4. The apparatus of claim 1 wherein the first rotational gas turbine engine component is a shaft and the second rotational gas turbine engine component is a disk.

5. The apparatus of claim 4 wherein the disk is a compressor disk

6. The apparatus of claim 1 wherein the first rotational gas turbine engine component is a first shaft and the second rotational gas turbine engine component is a second shaft.

7. The apparatus of claim 1 wherein the first threads and the second threads are buttress threads and at least one of the first rotational gas turbine engine component and the second rotational gas turbine engine component is a disk.

8. The apparatus of claim 1 wherein the first threads are coated threads and at least one of the first rotational gas turbine engine component and the second rotational gas turbine engine component is a shaft.

9. The apparatus of claim 1 wherein the first rotational gas turbine engine component includes a lead in pilot contacting the second gas turbine engine component.
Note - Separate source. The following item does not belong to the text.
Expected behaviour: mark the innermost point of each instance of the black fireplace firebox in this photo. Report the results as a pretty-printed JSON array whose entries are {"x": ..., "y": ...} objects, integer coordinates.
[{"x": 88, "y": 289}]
10. The apparatus of claim 9 wherein lead in pilot contacting the second gas turbine engine component provides at least a partial seal between the first rotational gas turbine engine component and the second rotational gas turbine engine component.

11. A system comprising:

a gas turbine engine compressor disk including first threads;

a rotational gas turbine engine component including second threads;

wherein the first threads and second threads are interconnected; and

wherein substantially all that couples the gas turbine engine compressor disk and the rotational gas turbine engine component is the first threads and the second threads being interconnected.

12. The system of claim 11 further comprising a conical lead in pilot operable to form a seal intermediate the compressor disk and the rotational gas turbine engine component when the first threads and the second threads are substantially completely mated.

13. The system of claim 11 wherein the first and second threads are buttress threads.

14. The system of claim 11 wherein the rotational gas turbine engine component is a second compressor disk.

15. The system of claim 14 further comprising a third gas turbine engine compressor disk including third threads and wherein the second compressor disk further includes fourth threads; wherein the third threads and fourth threads are mated and said mating alone is sufficient to couple the second compressor disk and the third compressor disk during engine operation.

16. The system of claim 13 wherein the rotational gas turbine engine component is a rotational shaft.

17. A method comprising:

aligning a first gas turbine engine component and a second gas turbine engine component;

mating first threads and second threads to couple the first gas turbine engine component and the second gas turbine engine component; and

rotating the first gas turbine engine component and the second gas turbine engine component;

wherein said mating is essentially all that couples the first gas turbine engine component and the second gas turbine engine component.

18. The method of claim 17 wherein the aligning includes contacting a lead in pilot of the first gas turbine engine component to the second gas turbine engine component.

19. The method of claim 17 further comprising forming at least a partial seal between the first gas turbine engine component and the second gas turbine engine component using a lead in pilot.

20. The method of claim 17 wherein the first gas turbine engine component and the second gas turbine engine component are components of a complete gas turbine engine and further comprising starting the gas turbine engine and stopping the gas turbine engine.